Reasons for judgment were released yesterday in the case of McKenzie v. Lloyd.  This case involved the claim for damages following injury in four motor vehicle accidents.  A few days after one of the accidents the plaintiff was discovered to have suffered from a stroke.  It is the cause of the stroke which was the fundamental issue in the case.  18 days after the accident that purportedly caused the stroke the plaintiff struck his head on the doorframe of a cedar play house.  The morning after he hit his head he woke up with vertigo and severe nausea and he was taken by ambulance to the hospital.  2 days later the plaintiff had an emergency CT scan at which time the stroke was identified.

The plaintiff’s GP provided an opinion to the court in which she in part stated that in her opinion the accident was the cause of the stroke.  The neurologist that treated the plaintiff provided the opinion that it was unlikely that the stroke would have occurred were it not for the motor vehicle accident.  An epidemiologist also provided an opinion that in the absence of the motor vehicle accident the plaintiff would not have suffered a stroke.  ICBC relied on the opinion o a neurosurgeon who opined that the stroke was more likely than not caused by the bump to the head.  The court had to weigh these opinions and apply the law to determine whether the stroke was caused by the accident or not.

The Court began the analysis of causation with the following summary of the law:

[109]  The “but for” test is the general test for factual causation:  the plaintiff must prove on a balance of probabilities that but for the defendant’s negligence, he would not have suffered his injuries.  As affirmed by the Supreme Court of Canada in Clements v. Clements, 2012 SCC 32 at paras. 8 – 10, this is a factual enquiry and causation must be established by the plaintiff on a balance of probabilities, having regard for all the evidence.

[110]  The Court in Clements at para. 9, affirmed Mr. Justice Sopinka’s statement on the law of causation from Snell v. Farrell, [1990] 2 S.C.R. 311 at para. 29, where he said that causation need not be determined by scientific precision and that the “but for” test must be applied in a “robust common sense fashion.”
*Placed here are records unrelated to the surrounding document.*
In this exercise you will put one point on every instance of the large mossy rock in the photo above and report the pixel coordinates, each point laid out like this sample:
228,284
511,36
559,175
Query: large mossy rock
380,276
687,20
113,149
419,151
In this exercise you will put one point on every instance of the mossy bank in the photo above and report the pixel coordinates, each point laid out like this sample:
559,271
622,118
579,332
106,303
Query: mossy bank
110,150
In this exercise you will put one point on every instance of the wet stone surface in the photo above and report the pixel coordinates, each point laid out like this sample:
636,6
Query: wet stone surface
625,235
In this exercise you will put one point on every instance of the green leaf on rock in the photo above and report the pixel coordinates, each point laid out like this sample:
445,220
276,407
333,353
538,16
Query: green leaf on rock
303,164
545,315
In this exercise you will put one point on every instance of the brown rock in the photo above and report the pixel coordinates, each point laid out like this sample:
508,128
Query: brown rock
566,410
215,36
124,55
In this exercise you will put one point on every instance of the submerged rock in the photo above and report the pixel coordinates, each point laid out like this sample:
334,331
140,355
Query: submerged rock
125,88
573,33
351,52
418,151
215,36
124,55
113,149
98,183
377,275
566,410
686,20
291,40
[111]  The following statements from Snell at paras. 33 – 35 have application to the case at bar:

[33]  The legal or ultimate burden remains with the plaintiff, but in the absence of evidence to the contrary adduced by the defendant, an inference of causation may be drawn although positive or scientific proof of causation has not been adduced.  If some evidence to the contrary is adduced by the defendant, the trial judge is entitled to take account of Lord Manfield’s famous precept.  This is, I believe, what Lord Bridge had in mind in Wilsher when he referred to a “robust and pragmatic approach to the …facts” (p. 569)

[34]  It is not therefore essential that the medical experts provide a firm opinion supporting the plaintiff’s theory of causation.  Medical experts ordinarily determine causation in terms of certainties whereas a lesser standard is demanded by the law…

[35]  In Harvey, Medical Malpractice (1973), the learned author states at p. 169 – Some courts have assumed an unrealistic posture in requiring that the medical expert state conclusively that a certain act caused a given result.  Medical testimony does not lend itself to precise conclusions because medicine is not an exact science.

The trial judge ultimately concluded that it was more likely than not that the car accident caused the stroke.  This case provides an excellent example of the manner in which our courts determine causation.